The CRTC’s new interim chairman, David Colville, is taking over at a time when Canada’s telecommunications industry will likely have to prepare itself to deal with some major issues affecting businesses in Canada, suggest analysts.
Colville, already the vice-chairman of the CRTC’s Atlantic region, was named the successor to former chairwoman Francoise Bertrand earlier this year on a six-month basis.

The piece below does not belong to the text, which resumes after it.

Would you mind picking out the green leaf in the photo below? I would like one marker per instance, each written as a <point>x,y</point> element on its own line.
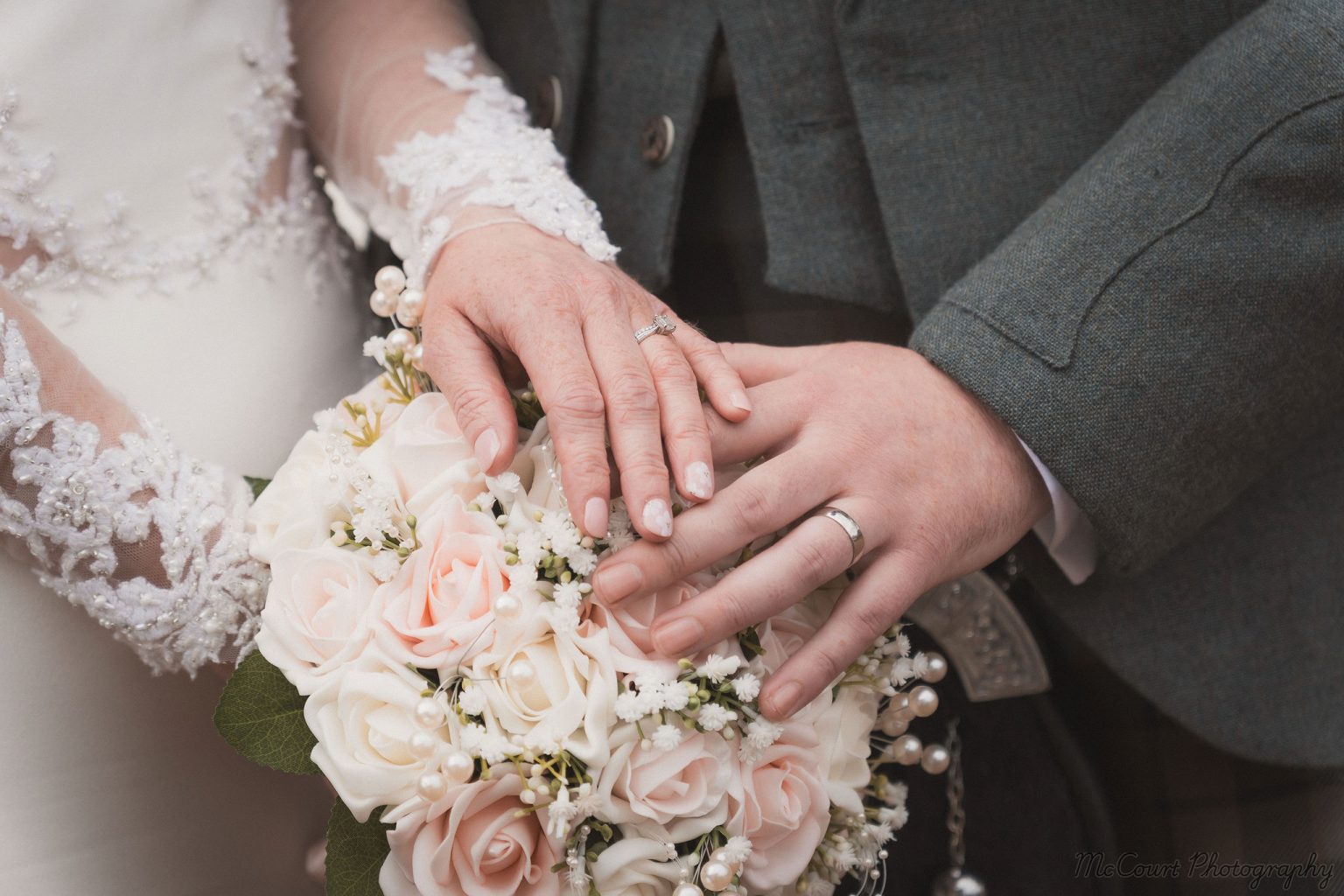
<point>261,715</point>
<point>355,853</point>
<point>257,484</point>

His appointment coincided with the introduction of the new Republican Bush administration in the White House, and the subsequent appointment of Michael Powell as chairman of the U.S. Federal Communications Commission (FCC).
The presence of both Bush and Powell will likely influence the competitive landscape in Canada’s telecom industry, speculated Lawrence Surtees, a telecommunications analyst at IDC Canada Ltd. in Toronto.
In particular, Surtees said the Bush administration might push for Canada to raise its foreign ownership limit of telecommunications companies. Currently, that limit stands at a 33 per cent maximum.
“(Raising Canada’s foreign ownership limit) was an issue that was being vociferously lobbied by U.S. industry players to the Clinton administration,” Surtees said. “I could see greater receptiveness to pressure from the Republican Bush administration. So I think it’s only a matter of time before the powers that be in Washington maybe put it on the table and find a way to pursue it.”
As foreign ownership restrictions fall under Canada’s Telecommunications Act, Surtees pointed out that raising these limits requires Parliament to amend the act.
Industry Canada Minister Brian Tobin has reportedly said he is not planning on scrapping the ownership rules, but analysts expect the government will change its tune before the 3G wireless spectrum, and the lucrative data services it accommodates, is allocated in the next few years.
“Tobin can say, ‘Oh, I’m not interested (in changing the limits),’ but at some point he will be made to be interested,” Surtees said.
Jeremy Depow, a senior analyst with telecommunications research firm The Yankee Group in Canada in Brockville, Ont., said opening up the market to foreign players might serve to increase the amount of competitors in Canada, possibly encouraging service providers to offer more competitive pricing and interesting services.
While a developing economic downturn means American carriers might not be interested in investing in Canadian telecommunications at the moment, that could change by the time 3G comes around. Analysts say such a scenario is possible because the 2-Mbps data transfer rates that 3G technology offers means carriers will be able to provide more lucrative business-oriented services, such as links to corporate intranets, in what is now primarily a consumer market.
3G technology is already in development in both Canada and the United States. All that is required is for a spectrum band to be identified and allocated to service providers.
Canada has already identified the 1710-1850 MHz frequencies as its preferred bands, but it is waiting to make a decision until the U.S. government sets aside its preferred frequency. The U.S. plans to make a final decision by July at the latest.
Another major issue, which the FCC’s Powell has identified as one of his goals, is the opening up of the cable companies’ co-axial cable infrastructure to other service providers. The idea is to encourage the growth of broadband Internet access, which in many areas is limited to DSL on the telco’s copper network or the @Home service offered by most cable operators.
In Canada, the CRTC has already ordered the country’s cable companies to begin preparing to open its network up to other ISPs.
According to David Watt, vice-president, business economics for Rogers Communications Inc. in Toronto, that open cable market will likely be ready by the middle of this year.
The CRTC has regulated that service providers must pay Rogers $21 per month per end user, Watt said. Third-party providers will be able to offer the same speeds to customers as Rogers does with its @Home service.
Unlike local phone service, where service providers had to pay about $17 per month per end user but could only charge customers around $22, service providers operating Internet over cable will likely have better margins to work with. For example, Rogers currently charges its customers $39.95 for its high speed Internet service.
“What people will compete on, I think, is proprietary content: AOL vs. @Home vs. Sympatico Lycos,” Watt suggested.